The Missing Manual: JQuery & JavaScript

I had the opportunity to take the beta version of exam 70-480: Programming in HTML5 with JavaScript and CSS3, and I just found out this week that I passed. I now add “Specialist” to my list of certifications. (I’m “certifiable“, too, but that’s a different story.)

I primarily relied on two books while studying: the first was HTML5 Up and Running and the second was JavaScript and JQuery an O’Reilly “Missing Manual” series book, by David Sawyer McFarland. The JQuery book was new enough to include HTML5 concepts, which complimented the first book nicely, and helped me pass the exam.

The book is separated into several sections. The first section of the book starts off at an incredibly basic level, explaining how to add a JavaScript file to a page and how to debug your JavaScript using various browser tools. Next, the author goes over basic programming concepts in JavaScript such as native types, variables, operators, etc. He finishes up the first section discussing if/then logic and loops. Although many of these concepts are universal across programming languages, it’s good to know what’s natively available (and what’s not) in JavaScript.

I especially appreciated the author diving into arrays. Since JavaScript is not natively a strongly typed language (in the way that, say, C# is), coupled with the fact that I often use JavaScrpt to traverse item collections (i.e. arrays) in the Document Ojbect Model (or DOM) of a page, this was especially helpful.

The second section of the book gives a great introduction to JQuery. It starts off with how to add a JQuery library to your page, then gets you going right away with examples of how to manipulate the DOM using JQuery syntax. The next several chapters go into the more advanced topics of using events and animations with JQuery, which are two topics I don’t typically dive into when writing JavaScript (and I needed to know for the exam!)

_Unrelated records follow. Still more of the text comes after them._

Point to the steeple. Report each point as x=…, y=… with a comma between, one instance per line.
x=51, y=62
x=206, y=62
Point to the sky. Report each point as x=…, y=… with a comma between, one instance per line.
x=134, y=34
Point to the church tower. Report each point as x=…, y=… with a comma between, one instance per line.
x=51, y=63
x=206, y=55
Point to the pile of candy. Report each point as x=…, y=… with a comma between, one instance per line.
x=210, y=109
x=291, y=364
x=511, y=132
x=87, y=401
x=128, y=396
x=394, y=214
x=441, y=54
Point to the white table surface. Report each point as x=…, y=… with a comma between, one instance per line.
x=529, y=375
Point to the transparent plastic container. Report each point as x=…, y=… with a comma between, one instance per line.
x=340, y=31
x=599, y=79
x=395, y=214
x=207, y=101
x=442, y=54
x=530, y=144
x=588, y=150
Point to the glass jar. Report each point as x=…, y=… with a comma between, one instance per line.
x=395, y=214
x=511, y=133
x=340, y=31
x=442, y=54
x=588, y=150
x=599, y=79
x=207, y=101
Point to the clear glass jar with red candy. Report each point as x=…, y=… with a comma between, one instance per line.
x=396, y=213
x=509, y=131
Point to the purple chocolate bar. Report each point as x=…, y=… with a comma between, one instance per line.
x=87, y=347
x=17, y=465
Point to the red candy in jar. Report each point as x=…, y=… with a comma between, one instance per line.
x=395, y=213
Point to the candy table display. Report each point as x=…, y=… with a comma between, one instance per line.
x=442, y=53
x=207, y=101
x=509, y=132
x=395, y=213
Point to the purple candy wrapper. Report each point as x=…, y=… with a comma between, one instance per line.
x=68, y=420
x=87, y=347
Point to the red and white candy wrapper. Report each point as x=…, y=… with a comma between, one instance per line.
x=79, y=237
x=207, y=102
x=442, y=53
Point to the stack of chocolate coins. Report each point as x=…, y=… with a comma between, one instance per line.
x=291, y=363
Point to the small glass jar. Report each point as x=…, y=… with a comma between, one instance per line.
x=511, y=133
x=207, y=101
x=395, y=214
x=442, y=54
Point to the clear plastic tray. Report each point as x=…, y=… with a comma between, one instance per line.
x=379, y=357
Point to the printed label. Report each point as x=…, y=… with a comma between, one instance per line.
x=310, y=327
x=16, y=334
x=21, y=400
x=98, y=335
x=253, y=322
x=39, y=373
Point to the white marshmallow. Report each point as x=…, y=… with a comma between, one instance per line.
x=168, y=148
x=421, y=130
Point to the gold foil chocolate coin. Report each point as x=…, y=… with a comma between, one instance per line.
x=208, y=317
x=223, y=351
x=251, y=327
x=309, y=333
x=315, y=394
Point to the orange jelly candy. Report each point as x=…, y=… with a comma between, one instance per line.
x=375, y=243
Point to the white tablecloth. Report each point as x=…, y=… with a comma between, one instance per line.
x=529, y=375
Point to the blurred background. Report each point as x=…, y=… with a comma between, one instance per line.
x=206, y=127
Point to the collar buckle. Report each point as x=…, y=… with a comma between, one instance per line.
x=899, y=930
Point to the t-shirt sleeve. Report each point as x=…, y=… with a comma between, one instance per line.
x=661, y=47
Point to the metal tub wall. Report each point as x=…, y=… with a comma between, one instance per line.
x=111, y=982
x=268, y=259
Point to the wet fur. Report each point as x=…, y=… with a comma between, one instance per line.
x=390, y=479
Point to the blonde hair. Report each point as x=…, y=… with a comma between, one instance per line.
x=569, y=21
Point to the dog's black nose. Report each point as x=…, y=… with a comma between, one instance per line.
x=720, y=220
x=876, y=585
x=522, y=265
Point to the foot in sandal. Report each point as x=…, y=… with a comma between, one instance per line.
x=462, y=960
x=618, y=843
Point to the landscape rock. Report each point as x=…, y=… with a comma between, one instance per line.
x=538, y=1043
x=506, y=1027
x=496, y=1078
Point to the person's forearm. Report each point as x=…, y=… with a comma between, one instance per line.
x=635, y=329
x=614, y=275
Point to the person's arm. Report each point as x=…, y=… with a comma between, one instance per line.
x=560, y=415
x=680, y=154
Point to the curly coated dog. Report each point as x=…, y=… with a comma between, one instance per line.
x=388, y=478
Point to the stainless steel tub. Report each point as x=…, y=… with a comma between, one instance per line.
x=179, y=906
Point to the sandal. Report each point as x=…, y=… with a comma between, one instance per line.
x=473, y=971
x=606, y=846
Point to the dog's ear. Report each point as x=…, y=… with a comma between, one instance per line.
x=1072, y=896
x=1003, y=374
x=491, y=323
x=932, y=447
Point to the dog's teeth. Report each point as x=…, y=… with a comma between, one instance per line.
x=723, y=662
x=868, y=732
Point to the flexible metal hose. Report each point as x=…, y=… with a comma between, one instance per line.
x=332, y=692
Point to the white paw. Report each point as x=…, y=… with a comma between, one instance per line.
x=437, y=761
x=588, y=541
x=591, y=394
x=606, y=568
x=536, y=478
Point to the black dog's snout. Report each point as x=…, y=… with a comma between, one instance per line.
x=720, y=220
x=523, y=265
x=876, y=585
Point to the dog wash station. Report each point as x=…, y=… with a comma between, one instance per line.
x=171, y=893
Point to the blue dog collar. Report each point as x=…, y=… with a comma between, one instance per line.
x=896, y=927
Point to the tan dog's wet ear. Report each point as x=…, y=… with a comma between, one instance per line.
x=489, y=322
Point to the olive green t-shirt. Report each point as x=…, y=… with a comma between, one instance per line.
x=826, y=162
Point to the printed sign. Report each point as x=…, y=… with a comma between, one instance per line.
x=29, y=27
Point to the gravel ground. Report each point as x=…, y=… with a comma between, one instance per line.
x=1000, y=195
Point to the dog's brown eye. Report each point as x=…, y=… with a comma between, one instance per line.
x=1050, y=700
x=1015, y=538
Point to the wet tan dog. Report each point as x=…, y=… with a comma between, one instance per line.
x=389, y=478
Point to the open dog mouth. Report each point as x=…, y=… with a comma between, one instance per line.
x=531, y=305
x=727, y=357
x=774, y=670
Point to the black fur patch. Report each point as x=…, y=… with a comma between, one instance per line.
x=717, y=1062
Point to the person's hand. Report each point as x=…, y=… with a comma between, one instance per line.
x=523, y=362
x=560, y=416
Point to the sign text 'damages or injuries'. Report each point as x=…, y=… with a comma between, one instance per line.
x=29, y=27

The third section of the book goes into more details about ways you can use JQuery to build full-fledged solutions. This moves beyond basic examples, and starts showcasing particular JQuery solutions you can download and start playing with. Although I appreciated why the author was writing about this, I found the discussion of particular plug-ins a little irrelevent, since my purpose of reading the book was more to grasp overall concepts. That being said, in chapter 9, the author discussed how to use JQuery to validate controls on a page. This, I’ve found, is one of the most frequently used and effective way of implementing JavaScript and JQuery, so I found that chapter especially relevent. Chapter 10 dives into AJAX (i.e. asynchronous process), while chapter 11 dives into using Google Maps and Flickr. (I admit, I skipped over this chapter, not finding it immediately necessary for me to know.)

The last section of the book was a grab bag of miscellaneous topics, but I actually found it quite helpful. The author covers some more advanced topics such as using regular expressions and performing date/time conversions. (How you do this in JavaScript, which executes in the browser, can be quite a bit different than how you would execute the same process in server-side code.) The last chapter reviews some common mistakes JavaScript developers frequently make.

As with the HTML5 book I reviewed, the author is a Mac guy and clearly a Google guy, too, but I found that much of what was written was pertinent across browsers. I credit this book with beefing up my knowledge of JQuery as well as helping me pass my latest exam.